Brain stimulation improves memory function in older adults

By Neha MathurReviewed by Benedette Cuffari, M.Sc.Aug 25 2022

In a recent study published in the journal Nature Neuroscience, researchers evaluate the effectiveness of repetitive neuromodulation in improving the working memory (WM) and long-term memory (LTM) of older adults.

Study: Long-lasting, dissociable improvements in working memory and long-term memory in older adults with repetitive neuromodulation. Image Credit: Robert Kneschke / Shutterstock.com

Background

Advances in neurosciences have helped scientists identify the brain circuits and networks that strengthen memory functions. For example, the rhythmic activity of cognitive circuits helps coordinate information processing. 

Nevertheless, it remains challenging to overcome concurrent and selective deficits in the dual-store framework comprised of capacity-limited WM and unlimited LTM. Previous research also suggests varying contributions of the dorsolateral prefrontal cortex (DLPFC) and inferior parietal lobule (IPL) to the corresponding WM and LTM memory stores.

Therefore, it is crucial to identify unique rhythmic mechanisms in spatially distinct brain regions. Advanced techniques, such as high-definition transcranial alternating current stimulation (HD-tACS), could then be used to non-invasively and independently manipulate these brain regions and improve memory function in older adults.

Theta and gamma frequency ranges contribute to WM and LTM function, especially during free recall. However, it is unclear which neuromodulation combinations of location and frequency selectively improve WM and LTM function in older adults.

About the study

In the present study, researchers tested the modulation of which theta rhythms in the IPL would improve auditory-verbal WM function in older adults referred to as the recency effect. Additionally, the modulation of which DLPFC-nested gamma rhythms would improve auditory-verbal LTM function called the primacy effect was determined in what the researchers referred to as ‘Experiment 1.’

HD-tACS was combined with optimal source-sink configurations of nine 12 mm ring electrodes (8 × 1, tACS) to perform these neurorhythm modulation experiments. Furthermore, the researchers assessed whether older adults with lower general cognitive performance would benefit more from neuromodulation. 

The goal of Experiment 2 was to confirm the location and frequency specificity of Experiment 1. To this end, the entrainment frequencies were switched in two regions.

Experiment 3, which was similar to Experiment 1, examined the effect of gamma modulation in the DLPFC and theta modulation in the IPL in another distinct sample of participants. Across all three experiments, the researchers were interested in determining dissociable dual-memory stores based on the distinct spatiospectral functional and anatomical features of their substrates.

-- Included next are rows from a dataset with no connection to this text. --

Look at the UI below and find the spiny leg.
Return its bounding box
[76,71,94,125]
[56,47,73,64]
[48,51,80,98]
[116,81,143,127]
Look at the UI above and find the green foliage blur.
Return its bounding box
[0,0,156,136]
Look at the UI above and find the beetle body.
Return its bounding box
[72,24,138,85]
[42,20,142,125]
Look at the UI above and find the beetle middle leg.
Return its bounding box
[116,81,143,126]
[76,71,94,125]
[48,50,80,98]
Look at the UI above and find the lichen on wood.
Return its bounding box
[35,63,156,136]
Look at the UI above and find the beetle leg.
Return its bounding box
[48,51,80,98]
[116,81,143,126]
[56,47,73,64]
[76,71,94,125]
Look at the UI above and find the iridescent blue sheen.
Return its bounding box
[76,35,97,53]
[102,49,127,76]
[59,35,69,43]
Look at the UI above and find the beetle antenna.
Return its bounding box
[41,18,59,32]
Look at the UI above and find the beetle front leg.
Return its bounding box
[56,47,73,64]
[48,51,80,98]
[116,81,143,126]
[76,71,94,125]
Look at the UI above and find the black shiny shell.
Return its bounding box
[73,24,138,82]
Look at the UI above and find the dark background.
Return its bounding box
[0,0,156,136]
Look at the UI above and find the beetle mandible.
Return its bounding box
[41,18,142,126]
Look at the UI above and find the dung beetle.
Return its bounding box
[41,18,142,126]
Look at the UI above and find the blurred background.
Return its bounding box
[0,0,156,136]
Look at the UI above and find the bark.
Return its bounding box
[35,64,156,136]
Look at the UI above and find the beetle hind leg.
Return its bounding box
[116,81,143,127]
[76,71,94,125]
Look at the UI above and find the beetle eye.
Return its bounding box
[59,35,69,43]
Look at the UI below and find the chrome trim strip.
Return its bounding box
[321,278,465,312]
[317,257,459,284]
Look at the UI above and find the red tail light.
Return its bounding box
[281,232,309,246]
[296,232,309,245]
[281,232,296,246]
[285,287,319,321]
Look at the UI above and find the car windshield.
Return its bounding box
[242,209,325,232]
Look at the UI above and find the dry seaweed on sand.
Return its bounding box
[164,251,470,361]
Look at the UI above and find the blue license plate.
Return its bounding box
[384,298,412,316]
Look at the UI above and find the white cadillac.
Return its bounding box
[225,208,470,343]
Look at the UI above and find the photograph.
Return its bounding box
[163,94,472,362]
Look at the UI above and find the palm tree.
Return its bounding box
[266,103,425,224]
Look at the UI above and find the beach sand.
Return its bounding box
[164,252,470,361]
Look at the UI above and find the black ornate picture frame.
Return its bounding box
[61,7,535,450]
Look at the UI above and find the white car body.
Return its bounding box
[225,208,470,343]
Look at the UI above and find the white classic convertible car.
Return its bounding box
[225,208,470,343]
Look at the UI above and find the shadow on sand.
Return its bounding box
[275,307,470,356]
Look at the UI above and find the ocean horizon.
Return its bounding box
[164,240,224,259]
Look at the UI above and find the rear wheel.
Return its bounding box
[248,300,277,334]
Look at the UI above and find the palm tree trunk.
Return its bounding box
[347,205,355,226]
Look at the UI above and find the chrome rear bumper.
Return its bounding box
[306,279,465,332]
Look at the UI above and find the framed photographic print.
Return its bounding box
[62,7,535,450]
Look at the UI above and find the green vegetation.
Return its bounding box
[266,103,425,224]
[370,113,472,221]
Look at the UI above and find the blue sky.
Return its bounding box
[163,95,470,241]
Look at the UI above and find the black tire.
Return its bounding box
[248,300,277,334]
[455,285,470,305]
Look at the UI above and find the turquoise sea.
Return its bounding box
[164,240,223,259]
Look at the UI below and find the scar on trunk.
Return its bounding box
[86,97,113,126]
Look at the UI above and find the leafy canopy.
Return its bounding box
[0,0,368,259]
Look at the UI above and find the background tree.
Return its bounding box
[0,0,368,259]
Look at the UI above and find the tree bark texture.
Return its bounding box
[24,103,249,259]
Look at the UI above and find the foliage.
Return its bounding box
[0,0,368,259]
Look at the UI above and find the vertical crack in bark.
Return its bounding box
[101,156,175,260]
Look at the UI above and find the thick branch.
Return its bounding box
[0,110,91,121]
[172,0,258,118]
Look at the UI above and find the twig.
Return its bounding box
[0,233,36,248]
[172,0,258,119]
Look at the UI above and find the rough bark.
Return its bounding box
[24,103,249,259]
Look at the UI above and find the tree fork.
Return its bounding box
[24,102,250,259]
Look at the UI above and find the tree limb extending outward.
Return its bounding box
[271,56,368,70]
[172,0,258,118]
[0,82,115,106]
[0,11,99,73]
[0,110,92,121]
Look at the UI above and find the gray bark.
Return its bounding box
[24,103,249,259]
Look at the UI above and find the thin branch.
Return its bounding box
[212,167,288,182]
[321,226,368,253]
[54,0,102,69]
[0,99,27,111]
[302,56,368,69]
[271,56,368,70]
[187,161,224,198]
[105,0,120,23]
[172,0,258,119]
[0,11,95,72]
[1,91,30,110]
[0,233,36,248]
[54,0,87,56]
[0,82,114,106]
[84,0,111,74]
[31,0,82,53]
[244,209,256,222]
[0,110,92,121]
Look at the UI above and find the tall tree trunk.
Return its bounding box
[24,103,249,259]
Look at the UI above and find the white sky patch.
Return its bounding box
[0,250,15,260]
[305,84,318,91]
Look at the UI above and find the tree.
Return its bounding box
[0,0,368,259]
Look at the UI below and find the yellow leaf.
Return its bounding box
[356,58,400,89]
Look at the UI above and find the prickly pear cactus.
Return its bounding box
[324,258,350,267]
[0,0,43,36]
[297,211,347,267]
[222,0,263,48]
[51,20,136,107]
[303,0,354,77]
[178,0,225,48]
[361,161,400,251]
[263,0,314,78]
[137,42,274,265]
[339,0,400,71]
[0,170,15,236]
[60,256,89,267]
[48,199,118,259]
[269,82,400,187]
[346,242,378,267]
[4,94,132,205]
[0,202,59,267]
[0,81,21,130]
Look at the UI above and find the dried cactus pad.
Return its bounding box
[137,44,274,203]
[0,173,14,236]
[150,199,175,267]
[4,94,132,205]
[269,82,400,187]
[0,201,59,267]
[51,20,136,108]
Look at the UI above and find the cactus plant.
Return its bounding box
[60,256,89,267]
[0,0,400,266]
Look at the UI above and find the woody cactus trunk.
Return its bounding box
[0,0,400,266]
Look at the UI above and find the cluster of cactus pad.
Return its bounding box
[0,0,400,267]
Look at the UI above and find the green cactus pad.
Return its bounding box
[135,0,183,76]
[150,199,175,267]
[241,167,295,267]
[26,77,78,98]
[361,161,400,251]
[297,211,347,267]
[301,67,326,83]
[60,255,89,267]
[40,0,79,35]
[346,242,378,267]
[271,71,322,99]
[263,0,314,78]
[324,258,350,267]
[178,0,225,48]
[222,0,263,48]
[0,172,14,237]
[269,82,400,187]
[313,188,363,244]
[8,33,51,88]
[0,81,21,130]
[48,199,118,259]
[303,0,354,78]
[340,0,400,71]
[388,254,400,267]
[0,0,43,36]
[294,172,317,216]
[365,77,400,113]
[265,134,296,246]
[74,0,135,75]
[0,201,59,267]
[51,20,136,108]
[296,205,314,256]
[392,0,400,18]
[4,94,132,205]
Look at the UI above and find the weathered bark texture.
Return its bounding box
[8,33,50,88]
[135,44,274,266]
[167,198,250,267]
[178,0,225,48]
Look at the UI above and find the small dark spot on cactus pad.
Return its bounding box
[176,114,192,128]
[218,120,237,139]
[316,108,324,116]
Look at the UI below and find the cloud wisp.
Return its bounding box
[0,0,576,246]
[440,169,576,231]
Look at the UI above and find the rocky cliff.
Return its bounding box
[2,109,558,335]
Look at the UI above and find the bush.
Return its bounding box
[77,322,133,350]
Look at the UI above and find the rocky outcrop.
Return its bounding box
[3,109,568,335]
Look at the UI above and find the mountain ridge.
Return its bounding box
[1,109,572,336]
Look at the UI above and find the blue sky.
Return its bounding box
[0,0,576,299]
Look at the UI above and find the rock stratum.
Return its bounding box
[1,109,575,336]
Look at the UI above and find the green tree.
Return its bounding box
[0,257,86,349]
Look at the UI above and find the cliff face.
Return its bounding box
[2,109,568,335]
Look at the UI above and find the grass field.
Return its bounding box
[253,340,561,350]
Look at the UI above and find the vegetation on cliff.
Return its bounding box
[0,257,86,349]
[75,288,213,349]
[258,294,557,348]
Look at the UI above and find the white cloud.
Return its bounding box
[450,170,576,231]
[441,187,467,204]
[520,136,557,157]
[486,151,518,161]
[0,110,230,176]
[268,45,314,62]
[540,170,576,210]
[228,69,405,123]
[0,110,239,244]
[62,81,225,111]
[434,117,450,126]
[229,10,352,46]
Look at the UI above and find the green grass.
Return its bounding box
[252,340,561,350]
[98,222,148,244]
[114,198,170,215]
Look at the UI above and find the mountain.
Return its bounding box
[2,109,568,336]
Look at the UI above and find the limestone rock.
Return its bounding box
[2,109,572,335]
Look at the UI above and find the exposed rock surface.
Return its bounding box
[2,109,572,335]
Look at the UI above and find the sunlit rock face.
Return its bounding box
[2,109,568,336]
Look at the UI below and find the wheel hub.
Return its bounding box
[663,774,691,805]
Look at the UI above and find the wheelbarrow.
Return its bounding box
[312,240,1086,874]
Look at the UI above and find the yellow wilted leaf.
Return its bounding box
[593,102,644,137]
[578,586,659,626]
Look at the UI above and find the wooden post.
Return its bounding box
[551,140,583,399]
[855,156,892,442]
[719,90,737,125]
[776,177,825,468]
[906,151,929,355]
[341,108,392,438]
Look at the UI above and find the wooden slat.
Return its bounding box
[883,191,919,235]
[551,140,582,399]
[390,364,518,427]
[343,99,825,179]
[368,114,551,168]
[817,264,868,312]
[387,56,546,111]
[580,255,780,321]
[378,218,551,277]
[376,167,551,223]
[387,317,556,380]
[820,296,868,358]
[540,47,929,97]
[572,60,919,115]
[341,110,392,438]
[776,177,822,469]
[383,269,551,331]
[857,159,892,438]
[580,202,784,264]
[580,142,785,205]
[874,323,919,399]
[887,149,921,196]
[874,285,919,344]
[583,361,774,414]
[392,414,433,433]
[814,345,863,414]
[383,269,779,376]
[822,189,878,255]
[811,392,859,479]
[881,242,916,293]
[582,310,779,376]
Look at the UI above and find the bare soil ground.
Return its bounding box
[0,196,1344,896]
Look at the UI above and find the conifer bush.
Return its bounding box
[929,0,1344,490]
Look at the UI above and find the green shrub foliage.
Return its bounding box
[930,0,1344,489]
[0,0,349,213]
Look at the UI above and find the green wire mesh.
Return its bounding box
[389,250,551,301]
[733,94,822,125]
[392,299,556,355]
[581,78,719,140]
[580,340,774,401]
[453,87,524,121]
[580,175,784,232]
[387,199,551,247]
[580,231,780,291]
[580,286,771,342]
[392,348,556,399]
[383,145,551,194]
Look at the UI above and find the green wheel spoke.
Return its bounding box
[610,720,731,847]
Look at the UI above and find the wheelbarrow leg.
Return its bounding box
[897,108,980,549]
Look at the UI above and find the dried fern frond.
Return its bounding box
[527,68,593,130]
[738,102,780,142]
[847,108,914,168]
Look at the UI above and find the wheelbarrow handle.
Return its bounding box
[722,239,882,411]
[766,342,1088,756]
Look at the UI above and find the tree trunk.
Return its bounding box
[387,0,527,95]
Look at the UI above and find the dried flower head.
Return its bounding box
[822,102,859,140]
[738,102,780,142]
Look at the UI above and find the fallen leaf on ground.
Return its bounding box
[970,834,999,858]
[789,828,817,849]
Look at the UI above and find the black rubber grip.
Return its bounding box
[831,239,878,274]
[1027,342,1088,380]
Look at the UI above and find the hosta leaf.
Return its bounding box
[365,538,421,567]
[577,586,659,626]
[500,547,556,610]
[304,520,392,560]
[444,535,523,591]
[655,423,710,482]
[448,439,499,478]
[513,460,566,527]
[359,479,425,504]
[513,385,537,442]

Study participants aged 65 or older were recruited from the greater Boston metropolitan area in the United States. These participants were fluent in English and had normal or corrected-to-normal vision and hearing. Study participants self-identified as African American, Caucasian, Native American, Asian, or Hispanic.

Taken together, a total of 150 participants were included in the study, with 60, 60, and 30 participants in Experiments 1, 2, and 3, respectively. The participants’ depressive symptoms and general cognitive performance were assessed using the Geriatric Depression Scale (GDS) and Montreal Cognitive Assessment (MoCA), respectively, at baseline.

Study findings

Experiment 1 results revealed that selective changes to WM and LTM functions were possible through entrainment of theta rhythms in the IPL and gamma rhythms in the DLPFC. However, Experiment 2 demonstrated that switching modulation frequencies between the two regions did not improve memory function. Accordingly, a combination of anatomical location and rhythm frequency primarily determines the functional substrate for memory improvement.

Memory function improvements observed during Experiment 1 were due to entrainment of functionally specific brain circuits, rather than due to non-specific effects like transcutaneous stimulation. Notably, individuals with poorer cognitive function showed greater improvement in memory function.

The speed of memory function improvement during the intervention predicted memory strength one month after the intervention. Thus, the current study provided a metric to measure treatment responsiveness in future studies.

Conclusions

Taken together, the study results indicated that the modulation of specific brain rhythms through a four-day intervention selectively and sustainably improved memory function in older adults for at least one month.

The neuroplastic changes after phase-locking of intrinsic brain rhythms with tACS most likely caused these long-lasting effects. Additionally, functional differentiation, which typically reduces with aging, could also be promoted through neuromodulation.

The current study also opened new avenues to examine the clinical potential of repetitive neuromodulation of specific brain rhythms more comprehensively. Future studies should assess whether the current findings could be generalized to cognitive paradigms spanning memory function across other sensory domains.

Furthermore, future research should evaluate the translational implications for patients with neurodegenerative disorders, selective memory deficits, and dementia risk.